センシンググループ

センシンググループとは

センシンググループでは,電波の性質を利用して得られる情報を活用した新しい無線システムの創出を目指している. 例えば,温度センサや湿度センサなどで取得した環境情報は位置情報と組み合わせることにより,より有効な情報となる. 現在,一般的に知られる位置情報取得方法として,GPS(全地球測位システム)がある. GPSはとても高い精度で位置推定できるが,屋内環境などの障害物が多い環境や遮蔽された環境では,精度が低下する. また,端末の電源がOFFの状態ではGPSを使用することができない. そこで,私たちセンシンググループではWiFiなどの受信信号強度(RSSI: Received Signal Strength Indicator)を用いた屋内位置推定技術の開発を進めている, また,伝搬路推定や無線デバイスの個体識別の実現を目指し研究を行っている.

単語帳
センシングセンサネットワーク受信信号強度(RSSI)全地球測位システム距離減衰特性電波位置指紋法重み付き重心法RadCom端末識別

テーマ1:屋内環境における位置推定

屋内環境では障害物が多いため,RSSIの距離減衰特性が二乗則に従わない. そこで,APとの近接性を利用した重み付き重心法(WCL)や,事前に取得したRSSIデータ(教師データ)をもとにパターンマッチングで位置を推定する電波位置指紋法に着目する. これらの手法をさらに発展させた研究を私たちは行っている.

屋内環境における位置推定

重み付き重心法による位置推定

➢ 非線形歪を考慮した屋内位置推定

電波位置指紋法は,推定する端末の増幅器などの個体差の影響を受けるため,教師データの測定時と異なる端末では,位置推定精度が低下してしまう. そこで,信号の非線形歪を分離・測定できる特徴を持つLog-SS(Logarithmic-Swept Sine)信号を用いることで,増幅器の非線形歪の影響を考慮した端末に依存しない位置推定を目指している. また,位置推定と同時に端末の非線形歪を利用した端末識別を行い,それらの精度評価を行なっている.

➢ 端末に依存しない屋内位置推定

電波位置指紋法のデータベースを作成するためには,非常に手間と時間がかかる. そのため,端末による個体差の影響を低減し,複数台の端末でデータベースを作成する手法を検討している. 個体差の影響の評価は統計解析を用いて評価し,必要に応じて個体差をなくすように補正する.

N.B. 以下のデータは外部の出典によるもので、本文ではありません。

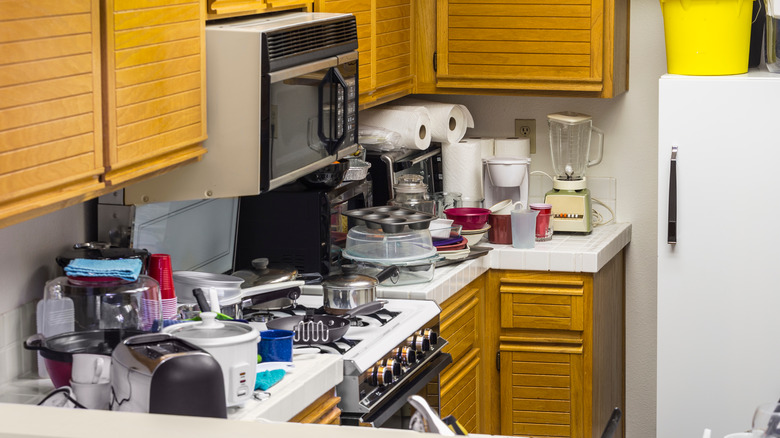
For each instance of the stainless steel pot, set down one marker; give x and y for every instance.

➢ 豊橋技術科学大学構内で使用可能な位置推定システムの開発

豊橋技術科学大学の構内に設置されているWi-Fiを利用し,新入生や外部のゲストなどの人物ナビゲーションを想定した位置推定システムの開発を行う. 位置推定手法として重み付き重心法を採用し,位置推定精度の改善に取り組んでいる.

テーマ2:Radar and Communication(RadCom)

Radar and Communication(RadCom)は無線通信用機器で,通信しながら周囲物体を検知し,速度・距離などを測定する技術である. この技術は専用のレーダー機器を使った測定に対して,コスト,周波数利用効率,設置スペースを低減できるため,注目を集めている. RadComはWi-Fiなど通信用の電波の規格を用いる必要があり,また強い指向性を持つアンテナなどの特殊なアンテナを使うことは難しい. そのため,RadComでは検知対象以外で反射した自身の送信信号(自己干渉信号)が干渉し,対象の検知を困難にする. 既存研究では,自己干渉信号が静的な線形なチャネルによって発生すると仮定し,検知対象を移動物体に限定することで対象の検知を容易にした. しかし実際には,自己干渉信号は高周波回路の不完全性により,非線形なチャネルを通るため検知精度が劣化することが考えられる. そこで,本研究ではRF不完全性がRadComに与える影響を調査し,その対策手法を検討する.

RadCom

テーマ3:電波の歪みを用いた端末識別

MACアドレスやIPアドレスを用いた無線通信端末の識別には,ディジタル情報の改ざんによるなりすましの問題がある. 一方,無線通信端末の高周波回路はI/Qインバランスや増幅器の非線形性といった不完全性を持ち,送信信号に端末固有の歪みを与える. そこで受信信号からこれらの個体差を推定する事により,ディジタル情報に依存しない端末識別を行うことができる. しかし高周波回路の不完全性の推定は,端末差よりチャネルの変動による影響が大きく作用してしまうという問題がある. 本研究では,実機実験により測定した信号用いて,マルチパス環境における識別精度の高い端末識別方法を検討する.